Crawling Your First Site

The Crawl Tool showing crawl completed successfully

You’ve installed, you’ve connected your AI, tested it works, so you want to crawl your first site. Whilst you can do that from the “Crawler” tab, it should be as easy as telling the AI to “crawl www.yoursite.com” right? And it is…

The Crawl Tool - Chat Screen
Asking The Crawl Tool to crawl a site

After you kick off the crawl, the crawler will ask you to confirm the URL and the max pages to crawl. AI works best with small sites so the default is set to 100. If you need more increase the figure but try to use an LLM with a bigger context size.

The Crawl Tool Crawl Confirmation

Click confirm crawl and away it goes:

The Crawl Tool Crawling a site

It’ll take a while, but then it’ll tell you when it’s done.

The Crawl Tool Finished Crawling

The site is now crawled and indexed locally. Which means the AI can use the tools to work with it efficiently without having to continually fetch the live pages from the web one by one.

You’re ready to ask it questions now!

But there’s one thing worth mentioning. The crawl is a snapshot in time. If the website changes, then by default it doesn’t. That may or may not be what you want. There are a couple of features to talk about here if you’re interested in capturing changes. Click on the crawl tab, scroll down, and click the “Refresh” button next to the Crawled Sites list.

The Crawl Tool Advanced Crawling Options

Next to each site there is an Auto-refresh button that defaults to off. At the top of the list is an “Auto-refresh interval” that you can specify in minutes. If you like you can turn Auto-refresh on for a site.

How this works is that while The Crawl Tool app is open then every 5 minutes (or whatever you set) it will pick a random site from those with Auto-refresh on, pick a random page and recrawl it, and pick a random page it links to and crawl that. It’s a slow background refresh of all sites you’ve set Auto-refresh on for that updates them without you having to run the crawl again. This defaults to off because that enables questions like “How has page x changed since it was crawled” which can compare the live page with the crawled one. It’s useful when you’re working on the site a lot. On the other hand, it’s useful to have this on if you’re more in a maintenance mode.
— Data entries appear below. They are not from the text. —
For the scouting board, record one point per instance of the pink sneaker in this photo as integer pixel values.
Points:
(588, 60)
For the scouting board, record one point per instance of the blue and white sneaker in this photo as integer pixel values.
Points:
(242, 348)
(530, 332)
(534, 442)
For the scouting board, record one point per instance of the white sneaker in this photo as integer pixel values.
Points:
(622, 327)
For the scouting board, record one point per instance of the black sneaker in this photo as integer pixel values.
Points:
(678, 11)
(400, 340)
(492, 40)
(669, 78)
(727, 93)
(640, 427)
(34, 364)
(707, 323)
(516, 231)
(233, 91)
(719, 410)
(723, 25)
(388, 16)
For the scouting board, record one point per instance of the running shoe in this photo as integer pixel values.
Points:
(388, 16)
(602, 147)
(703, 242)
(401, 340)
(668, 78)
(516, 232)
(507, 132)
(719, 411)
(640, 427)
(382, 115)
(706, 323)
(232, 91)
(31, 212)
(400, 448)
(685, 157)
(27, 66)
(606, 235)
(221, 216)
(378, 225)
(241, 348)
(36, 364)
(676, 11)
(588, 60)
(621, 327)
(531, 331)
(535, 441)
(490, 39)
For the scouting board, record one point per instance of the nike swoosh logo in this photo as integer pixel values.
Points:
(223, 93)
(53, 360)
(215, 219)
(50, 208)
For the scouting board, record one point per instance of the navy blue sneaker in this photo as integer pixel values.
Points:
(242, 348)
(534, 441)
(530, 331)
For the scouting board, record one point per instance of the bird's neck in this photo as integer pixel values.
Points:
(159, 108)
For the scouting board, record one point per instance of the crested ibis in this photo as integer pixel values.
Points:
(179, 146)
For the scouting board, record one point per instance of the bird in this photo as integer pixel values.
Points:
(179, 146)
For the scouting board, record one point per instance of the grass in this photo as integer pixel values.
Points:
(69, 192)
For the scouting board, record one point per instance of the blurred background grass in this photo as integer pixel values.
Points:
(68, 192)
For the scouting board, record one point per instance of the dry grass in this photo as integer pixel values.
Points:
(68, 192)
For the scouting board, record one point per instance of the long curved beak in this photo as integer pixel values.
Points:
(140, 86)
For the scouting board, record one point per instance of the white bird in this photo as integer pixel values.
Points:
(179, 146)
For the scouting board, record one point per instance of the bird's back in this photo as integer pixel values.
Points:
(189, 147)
With Auto-refresh on, The Crawl Tool will update the database and index. But that happens behind the scenes. You can query them later but there’s no active analysis of the pages. We’ll discuss skills elsewhere, but in the Skills tab there is an ONCHANGE skill. This allows us to ask the AI to do things if a page is changed or a new page is found during the background refresh. If you toggle “ONCHANGE” to on it will do exactly that – every time it detects a page isn’t exactly the same or is new it will pass it to the AI and ask the AI to run the ONCHANGE skill (which by default picks up and logs issues). That’s amazingly useful but it’s off by default because there’s some important caution you need to apply. If your pages are exactly the same every time this works great. But if you dynamically change page content so it is different every time then you will end up calling the AI every time. Similarly if you make a cross-site change (like a footer change) then you can expect a lot of AI calls until it has caught up. If you’re using something like OpenRouter paid options that matters more to you than if you’re using Local AI or free ones. For most sites this is an amazingly useful thing to have on as the AI can automatically do things on changed or new pages. But the tool leaves that decision up to you to turn it on.

Our example is a WordPress site that is mostly the same every time, so I’ll turn it on.

The Crawl Tool Auto Refresh Options Example.